The new learning program uses a simulation exercise to teach scientists, judges, prosecutors, academics, families of the missing and civil society organizations about the process of locating and identifying missing persons, from reporting a missing person to locating a missing person.  The program also helps “first responders” learn about the importance of documenting the location of irregular gravesites.

Participants in the 27 February simulation exercise learned about each aspect of the missing persons process and the need for securing and centralizing relevant data so that missing persons can be found. The simulation underlined the importance of an integrated system that collects and shares relevant information.

First, participants learned how to enter data collected from family members who are searching for missing relatives into a data management system developed by the ICMP, and how to take a DNA sample from the family members.

At a station depicting a mock mass grave, they learned how forensic scientists work to collect and document information that can lead to the identification of those buried in the grave and be used in criminal trials against perpetrators. At a simulated mortuary, they learned about the analysis that is done in such facilities. The last station focused on how DNA is extracted from skeletal remains, and how this DNA is compared with that collected from family members to determine whether there is a match.

The training followed a policy discussion organized by the ICMP regarding what can be done now to address the issue of missing persons in Northeast Syria, from the creation of a centralized, secure data processing system for all information that can support efforts to locate and identify missing persons and future accountability mechanisms, to steps to ensure that detainees share information about the missing.  Representatives from civil society organizations and other stakeholders took part in the discussion, which was based on an assessment conducted by ICMP between September 2019 and January 2020.

“The learning and development program and the policy discussion both aimed to support the Syrian civil society organizations and family associations in their work on the issue of the missing. We will continue supporting the organizations so that they can help those missing and their families to secure their rights,” said ICMP Director-General Kathryne Bomberger.

Tens of thousands of Syrians are missing, as a direct result of  conflict-related  summary executions, arbitrary and incommunicado detentions, kidnappings and abductions, enslavement and other human rights abuses, and as a result of irregular migration from the region. The surviving families of the missing often do not know if the person is missing inside or outside Syria. Some have relatives who have gone missing in different locations.

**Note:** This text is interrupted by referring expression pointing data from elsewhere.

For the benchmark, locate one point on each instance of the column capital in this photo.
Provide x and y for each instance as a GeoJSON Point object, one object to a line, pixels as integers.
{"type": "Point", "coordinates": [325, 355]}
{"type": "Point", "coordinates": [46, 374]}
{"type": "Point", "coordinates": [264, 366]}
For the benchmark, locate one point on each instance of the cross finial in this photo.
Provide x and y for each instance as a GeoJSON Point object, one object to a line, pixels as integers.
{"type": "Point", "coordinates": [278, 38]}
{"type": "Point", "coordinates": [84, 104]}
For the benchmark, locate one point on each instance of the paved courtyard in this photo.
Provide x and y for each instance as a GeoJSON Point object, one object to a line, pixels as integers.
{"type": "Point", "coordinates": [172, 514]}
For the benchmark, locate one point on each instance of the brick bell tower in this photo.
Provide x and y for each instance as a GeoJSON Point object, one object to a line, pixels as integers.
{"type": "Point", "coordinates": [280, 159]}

ICMP’s Syria/MENA Program is working to establish the foundations for an effective process to address the issue of missing persons. The program places the rights of families of the missing at the center of the effort to account for their relatives, regardless of the circumstances of the missing person, their ethnic, or religious background, or their role in the conflict. The Program is being implemented among refugees and along migratory routes.

The Wim Kok Centre for Excellence and Learning works to fulfil the ICMP mandate through sharing knowledge, experience and technical expertise on the missing person issue.

ICMP is a treaty-based international organization with Headquarters in The Hague, the Netherlands. Its mandate is to secure the cooperation of governments and others in locating missing persons from conflict, human rights abuses, disasters, organized crime, irregular migration and other causes and to assist them in doing so. It is the only international organization tasked exclusively to work on the issue of missing persons.